Das mache ich so lange wie möglich. Ich finde, man sollte Leuten, die länger als 65/67 arbeiten wollen, nicht unbedingt Steine in den Weg werfen. Das hat sich Gott sei Dank geändert. Für mich heißt es: So lange ich das Gefühl habe, ich kann was tun, ich kann etwas bewirken, etwas Neues schaffen, möchte ich gerne arbeiten. Mens sana, in corpore sano, ein gesunder Geist in einem gesunden Körper.
?Was hat sich noch in der heutigen Gesellschaft verändert??
Jeder kann, wenn er will, als jugendlicher Sport treiben. Das ist eine ganz große Errungenschaft der heutigen Gesellschaft. Früher war Sport ein Privileg der oberen Gesellschaftsklassen, heute kann jeder fast jeden Sport ausüben. Manchmal läuft der Tag nicht so, wie man es gerne hätte. Wenn ich angeknackst bin, gehe ich laufen, und wenn ich zurückkomme geht es mir besser. Beim Laufen werden Glückshormone ausgeschüttet.
?So wie bei Schokolade!?
Genau!

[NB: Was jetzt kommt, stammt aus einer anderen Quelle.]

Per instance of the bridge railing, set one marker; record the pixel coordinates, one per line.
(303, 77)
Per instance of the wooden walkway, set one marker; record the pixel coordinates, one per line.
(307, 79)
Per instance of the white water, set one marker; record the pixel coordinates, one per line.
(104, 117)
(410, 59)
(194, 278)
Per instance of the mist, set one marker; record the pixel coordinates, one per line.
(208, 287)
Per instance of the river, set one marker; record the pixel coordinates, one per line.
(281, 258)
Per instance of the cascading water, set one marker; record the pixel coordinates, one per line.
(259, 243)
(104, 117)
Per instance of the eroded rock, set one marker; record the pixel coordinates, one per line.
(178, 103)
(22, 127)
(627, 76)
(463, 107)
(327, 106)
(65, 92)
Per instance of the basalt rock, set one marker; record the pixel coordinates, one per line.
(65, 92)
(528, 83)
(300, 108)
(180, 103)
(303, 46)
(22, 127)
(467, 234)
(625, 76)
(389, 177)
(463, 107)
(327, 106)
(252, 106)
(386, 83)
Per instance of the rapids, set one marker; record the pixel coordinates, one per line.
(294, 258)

Die einen essen sie nur, hier arbeitet man selbst daran. Das erinnert mich an die Fußballweltmeisterschaft in Paris. Auf dem Titelblatt der Le Monde war folgender Cartoon zu sehen: Jemand sitzt in der Badewanne, so ein Brocken von Mann, mit einer Bierflasche in der Hand. Am Ende der Badewanne steht ein Bildschirm. Auf der Badewanne stehen auf einem Brett, leere und volle Bierflaschen. Auf dem Bildschirm sieht man Fußballspieler In der Sprechblase steht: Beweg dich doch, du faule Sau! So ist es ja leider oft.
?Wie lange möchten Sie noch trainieren? Bis 120 ??
(lacht) So lange wie ich kann. Ich habe mir kein Limit gesetzt. Jetzt komme ich langsam in ein Alter, das man Alter nennen kann. Mal sehen
?Ich finde das sehr inspirierend. Vielen Dank für dieses Gespräch!